Then I've heard of [older] women who say if they had the epidural available back when they were giving birth to their now 20-something-year-old kids, they would have jumped at the opportunity.  But isn't it a right of passage, in some way, to give birth naturally? 

I have a book that seems to really have a negative outlook on epidurals, saying that the drug lowers my blood pressure, therefore lowering the baby's blood pressure and oxygen level, and so it is quite dangerous to have one; it also says that the baby will come out lethargic and it will take over 48 hours for the drugs to leave the baby's system.  I really didn't notice any of that with Harvey...the book also says that with a natural childbirth, the mother is "fogged" to some extent and can only remember the parts of childbirth that comfort her, whereas if she has an epidural, all she will remember are bright lights, sterile bowls and implements, and "everything will be stark, cold, and very vividly painful in her memory."

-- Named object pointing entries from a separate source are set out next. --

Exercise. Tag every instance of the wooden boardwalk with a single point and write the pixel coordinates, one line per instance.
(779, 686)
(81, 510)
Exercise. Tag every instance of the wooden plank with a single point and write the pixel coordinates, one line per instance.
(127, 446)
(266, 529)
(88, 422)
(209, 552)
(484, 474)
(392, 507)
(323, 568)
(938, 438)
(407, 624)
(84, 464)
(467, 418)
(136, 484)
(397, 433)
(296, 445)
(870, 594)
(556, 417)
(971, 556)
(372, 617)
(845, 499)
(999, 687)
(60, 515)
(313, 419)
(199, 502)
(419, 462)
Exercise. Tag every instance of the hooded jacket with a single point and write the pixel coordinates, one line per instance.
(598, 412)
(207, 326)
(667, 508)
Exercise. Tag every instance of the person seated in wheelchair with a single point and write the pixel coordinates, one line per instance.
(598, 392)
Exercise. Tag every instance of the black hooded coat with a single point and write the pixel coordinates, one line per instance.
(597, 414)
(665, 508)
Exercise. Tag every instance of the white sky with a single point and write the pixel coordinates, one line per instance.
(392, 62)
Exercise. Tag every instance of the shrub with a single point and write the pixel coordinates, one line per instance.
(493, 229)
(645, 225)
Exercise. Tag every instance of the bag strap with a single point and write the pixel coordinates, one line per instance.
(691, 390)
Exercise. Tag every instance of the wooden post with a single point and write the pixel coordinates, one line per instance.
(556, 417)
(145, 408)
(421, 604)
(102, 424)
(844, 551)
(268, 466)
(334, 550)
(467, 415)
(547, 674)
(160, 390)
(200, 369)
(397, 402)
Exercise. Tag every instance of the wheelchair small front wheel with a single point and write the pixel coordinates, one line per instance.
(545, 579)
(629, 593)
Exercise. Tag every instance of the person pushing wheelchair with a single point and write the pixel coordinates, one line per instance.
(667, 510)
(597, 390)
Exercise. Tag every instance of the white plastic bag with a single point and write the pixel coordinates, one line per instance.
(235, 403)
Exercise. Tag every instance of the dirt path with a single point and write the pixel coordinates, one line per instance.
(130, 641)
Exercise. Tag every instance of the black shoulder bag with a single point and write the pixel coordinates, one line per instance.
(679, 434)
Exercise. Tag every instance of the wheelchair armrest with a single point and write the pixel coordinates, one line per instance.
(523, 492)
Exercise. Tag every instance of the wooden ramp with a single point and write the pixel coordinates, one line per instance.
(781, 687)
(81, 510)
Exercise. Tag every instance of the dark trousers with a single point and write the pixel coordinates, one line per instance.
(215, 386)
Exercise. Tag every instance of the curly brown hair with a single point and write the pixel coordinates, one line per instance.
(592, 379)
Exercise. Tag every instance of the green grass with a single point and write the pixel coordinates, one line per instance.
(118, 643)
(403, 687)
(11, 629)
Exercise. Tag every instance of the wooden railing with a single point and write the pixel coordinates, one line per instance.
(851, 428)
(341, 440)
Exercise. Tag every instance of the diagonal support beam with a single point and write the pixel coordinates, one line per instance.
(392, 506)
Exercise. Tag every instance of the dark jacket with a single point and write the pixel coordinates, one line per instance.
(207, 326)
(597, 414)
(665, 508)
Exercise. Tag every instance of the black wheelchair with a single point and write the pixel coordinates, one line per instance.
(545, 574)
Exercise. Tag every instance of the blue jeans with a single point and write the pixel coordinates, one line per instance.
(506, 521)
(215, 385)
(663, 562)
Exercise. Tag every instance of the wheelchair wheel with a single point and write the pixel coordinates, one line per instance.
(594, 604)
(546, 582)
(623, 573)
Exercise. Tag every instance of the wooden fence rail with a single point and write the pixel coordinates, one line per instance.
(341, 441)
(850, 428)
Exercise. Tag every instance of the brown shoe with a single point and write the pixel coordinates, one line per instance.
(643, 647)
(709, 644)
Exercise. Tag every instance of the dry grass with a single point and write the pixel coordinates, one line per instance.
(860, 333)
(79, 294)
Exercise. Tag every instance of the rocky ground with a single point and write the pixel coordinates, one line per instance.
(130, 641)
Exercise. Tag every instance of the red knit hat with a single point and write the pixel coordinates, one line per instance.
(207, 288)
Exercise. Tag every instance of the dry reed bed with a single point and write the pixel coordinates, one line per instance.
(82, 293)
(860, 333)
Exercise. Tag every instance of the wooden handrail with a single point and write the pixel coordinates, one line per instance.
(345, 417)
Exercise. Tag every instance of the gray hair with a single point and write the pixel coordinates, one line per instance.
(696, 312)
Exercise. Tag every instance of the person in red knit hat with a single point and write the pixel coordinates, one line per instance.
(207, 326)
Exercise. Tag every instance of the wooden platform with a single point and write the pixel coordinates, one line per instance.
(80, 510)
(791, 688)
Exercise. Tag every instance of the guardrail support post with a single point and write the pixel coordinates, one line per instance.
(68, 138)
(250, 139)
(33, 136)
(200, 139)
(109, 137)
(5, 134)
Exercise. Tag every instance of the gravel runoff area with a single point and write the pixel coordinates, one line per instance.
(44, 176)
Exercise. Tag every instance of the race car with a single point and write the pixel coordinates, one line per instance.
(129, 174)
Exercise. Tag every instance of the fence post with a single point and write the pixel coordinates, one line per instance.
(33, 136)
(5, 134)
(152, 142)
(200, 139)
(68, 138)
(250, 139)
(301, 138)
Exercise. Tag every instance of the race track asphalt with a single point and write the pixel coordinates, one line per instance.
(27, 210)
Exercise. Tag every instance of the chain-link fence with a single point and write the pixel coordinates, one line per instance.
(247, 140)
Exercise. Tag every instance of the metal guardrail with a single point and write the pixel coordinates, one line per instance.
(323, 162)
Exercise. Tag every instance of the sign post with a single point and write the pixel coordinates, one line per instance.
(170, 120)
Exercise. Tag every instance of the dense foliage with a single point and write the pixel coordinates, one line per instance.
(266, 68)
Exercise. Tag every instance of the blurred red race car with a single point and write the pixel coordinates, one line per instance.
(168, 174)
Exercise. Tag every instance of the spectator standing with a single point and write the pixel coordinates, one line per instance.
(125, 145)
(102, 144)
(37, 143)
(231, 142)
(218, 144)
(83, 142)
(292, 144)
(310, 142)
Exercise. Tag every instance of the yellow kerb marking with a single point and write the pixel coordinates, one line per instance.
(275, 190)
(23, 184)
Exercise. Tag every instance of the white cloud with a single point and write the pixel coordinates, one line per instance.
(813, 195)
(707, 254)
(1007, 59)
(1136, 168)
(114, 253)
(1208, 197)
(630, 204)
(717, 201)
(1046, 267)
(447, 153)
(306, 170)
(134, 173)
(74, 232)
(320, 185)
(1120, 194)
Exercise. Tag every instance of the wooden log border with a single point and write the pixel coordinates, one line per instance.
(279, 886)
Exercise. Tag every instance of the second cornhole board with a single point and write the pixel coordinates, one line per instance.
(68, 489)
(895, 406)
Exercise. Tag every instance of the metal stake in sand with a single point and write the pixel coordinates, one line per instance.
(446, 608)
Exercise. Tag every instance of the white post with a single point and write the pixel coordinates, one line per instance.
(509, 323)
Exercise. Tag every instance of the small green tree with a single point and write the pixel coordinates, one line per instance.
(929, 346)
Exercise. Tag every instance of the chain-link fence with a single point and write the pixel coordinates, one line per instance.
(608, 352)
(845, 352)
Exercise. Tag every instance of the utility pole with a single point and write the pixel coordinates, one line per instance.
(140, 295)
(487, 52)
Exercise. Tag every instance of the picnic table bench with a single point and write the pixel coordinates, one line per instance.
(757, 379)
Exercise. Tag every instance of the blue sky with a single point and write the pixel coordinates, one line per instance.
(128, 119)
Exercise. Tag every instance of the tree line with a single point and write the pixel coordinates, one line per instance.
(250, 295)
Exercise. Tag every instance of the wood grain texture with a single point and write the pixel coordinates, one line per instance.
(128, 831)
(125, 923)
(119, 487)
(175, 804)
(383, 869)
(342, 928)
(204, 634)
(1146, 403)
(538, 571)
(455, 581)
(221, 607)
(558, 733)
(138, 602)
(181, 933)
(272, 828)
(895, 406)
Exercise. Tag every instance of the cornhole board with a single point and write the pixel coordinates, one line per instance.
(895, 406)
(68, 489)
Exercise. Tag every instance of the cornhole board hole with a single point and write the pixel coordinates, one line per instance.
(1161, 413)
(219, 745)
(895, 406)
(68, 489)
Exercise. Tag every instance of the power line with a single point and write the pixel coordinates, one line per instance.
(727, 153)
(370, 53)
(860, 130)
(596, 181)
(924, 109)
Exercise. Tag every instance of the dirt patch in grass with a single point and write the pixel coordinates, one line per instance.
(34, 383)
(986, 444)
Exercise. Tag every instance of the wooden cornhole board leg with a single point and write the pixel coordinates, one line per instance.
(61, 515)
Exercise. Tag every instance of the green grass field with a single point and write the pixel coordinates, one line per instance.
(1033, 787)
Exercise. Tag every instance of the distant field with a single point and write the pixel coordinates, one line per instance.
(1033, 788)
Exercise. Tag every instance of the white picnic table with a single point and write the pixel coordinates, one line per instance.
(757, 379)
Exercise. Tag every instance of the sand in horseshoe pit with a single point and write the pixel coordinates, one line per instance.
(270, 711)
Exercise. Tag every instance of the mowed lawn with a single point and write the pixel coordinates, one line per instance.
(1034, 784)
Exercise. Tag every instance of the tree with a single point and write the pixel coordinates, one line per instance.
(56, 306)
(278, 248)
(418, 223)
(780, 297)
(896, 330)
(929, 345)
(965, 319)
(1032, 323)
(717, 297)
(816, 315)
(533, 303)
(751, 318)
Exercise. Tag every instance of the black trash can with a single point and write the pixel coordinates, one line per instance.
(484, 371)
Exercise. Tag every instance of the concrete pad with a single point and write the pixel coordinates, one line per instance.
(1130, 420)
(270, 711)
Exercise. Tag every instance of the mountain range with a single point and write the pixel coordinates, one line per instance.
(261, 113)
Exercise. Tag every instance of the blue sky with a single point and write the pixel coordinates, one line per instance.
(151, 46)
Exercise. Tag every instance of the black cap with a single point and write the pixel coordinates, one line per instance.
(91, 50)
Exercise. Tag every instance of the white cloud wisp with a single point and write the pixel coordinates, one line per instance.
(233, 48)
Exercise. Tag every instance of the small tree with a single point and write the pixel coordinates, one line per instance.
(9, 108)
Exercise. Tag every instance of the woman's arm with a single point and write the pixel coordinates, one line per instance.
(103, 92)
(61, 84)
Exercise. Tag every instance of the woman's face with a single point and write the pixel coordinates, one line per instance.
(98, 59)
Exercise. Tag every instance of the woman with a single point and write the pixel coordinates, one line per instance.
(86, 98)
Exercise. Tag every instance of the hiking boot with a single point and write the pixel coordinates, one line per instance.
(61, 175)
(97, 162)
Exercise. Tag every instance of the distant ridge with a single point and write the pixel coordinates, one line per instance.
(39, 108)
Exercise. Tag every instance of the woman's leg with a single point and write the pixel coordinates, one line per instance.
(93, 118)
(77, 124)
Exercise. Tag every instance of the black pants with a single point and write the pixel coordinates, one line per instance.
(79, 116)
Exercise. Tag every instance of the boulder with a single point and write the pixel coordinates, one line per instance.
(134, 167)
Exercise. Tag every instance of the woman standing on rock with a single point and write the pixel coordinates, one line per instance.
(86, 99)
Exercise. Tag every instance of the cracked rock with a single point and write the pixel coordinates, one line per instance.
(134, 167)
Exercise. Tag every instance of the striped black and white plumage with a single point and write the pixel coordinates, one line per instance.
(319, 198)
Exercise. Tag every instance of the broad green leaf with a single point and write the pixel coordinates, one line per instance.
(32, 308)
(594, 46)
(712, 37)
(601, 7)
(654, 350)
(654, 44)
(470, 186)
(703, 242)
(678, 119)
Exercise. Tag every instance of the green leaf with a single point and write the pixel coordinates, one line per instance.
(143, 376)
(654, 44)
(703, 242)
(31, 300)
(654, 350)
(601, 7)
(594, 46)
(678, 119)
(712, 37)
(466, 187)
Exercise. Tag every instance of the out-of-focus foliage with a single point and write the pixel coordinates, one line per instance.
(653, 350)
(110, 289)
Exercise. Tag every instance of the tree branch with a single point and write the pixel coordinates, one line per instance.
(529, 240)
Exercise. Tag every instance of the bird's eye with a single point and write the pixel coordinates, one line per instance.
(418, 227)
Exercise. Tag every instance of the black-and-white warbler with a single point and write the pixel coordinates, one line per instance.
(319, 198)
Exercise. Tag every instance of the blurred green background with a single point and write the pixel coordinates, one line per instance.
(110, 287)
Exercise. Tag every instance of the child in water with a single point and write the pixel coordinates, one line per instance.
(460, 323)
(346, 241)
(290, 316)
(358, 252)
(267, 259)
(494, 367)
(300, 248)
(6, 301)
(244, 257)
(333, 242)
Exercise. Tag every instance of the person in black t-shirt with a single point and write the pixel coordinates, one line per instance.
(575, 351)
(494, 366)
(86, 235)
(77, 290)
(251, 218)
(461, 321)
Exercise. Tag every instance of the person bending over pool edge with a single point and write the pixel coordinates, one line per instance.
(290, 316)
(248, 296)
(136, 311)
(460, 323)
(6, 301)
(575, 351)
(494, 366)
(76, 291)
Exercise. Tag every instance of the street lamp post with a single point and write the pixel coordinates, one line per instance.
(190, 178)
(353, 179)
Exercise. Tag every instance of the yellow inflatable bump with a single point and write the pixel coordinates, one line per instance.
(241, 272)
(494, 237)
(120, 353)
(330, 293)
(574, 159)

Personally, I remember the morning sunshine streaming in my room, and the adrenaline rush I got right before I started pushing, and how hot it was in there...along with my husband counting, the nurses cheering me on, my mother crying...and no pain.  Just the pressure of pushing my 8 pound baby out...

I'm just confused as to what I should be doing.

I do know that I am not breastfeeding...that was my big ordeal last time.  I had a lot of pressure/guilt from my mother-in-law and other family members, as well as nurses who instead of asking me what I plan on doing for food, the question was posed as, "You'll be breastfeeding, right?"  Ummmm, no???  I know along with a million other benefits, it supposedly helps you lose baby weight faster, but I have never wanted to breastfeed.  It's something that makes me uncomfortable and I honestly think I bonded quite well with my formula-fed son, and he's pretty darn healthy, as well.  So while I tried it for a week and failed miserably and just didn't get it, this time around, I'm not giving in to pressure or going to be guilt tripped into breastfeeding. 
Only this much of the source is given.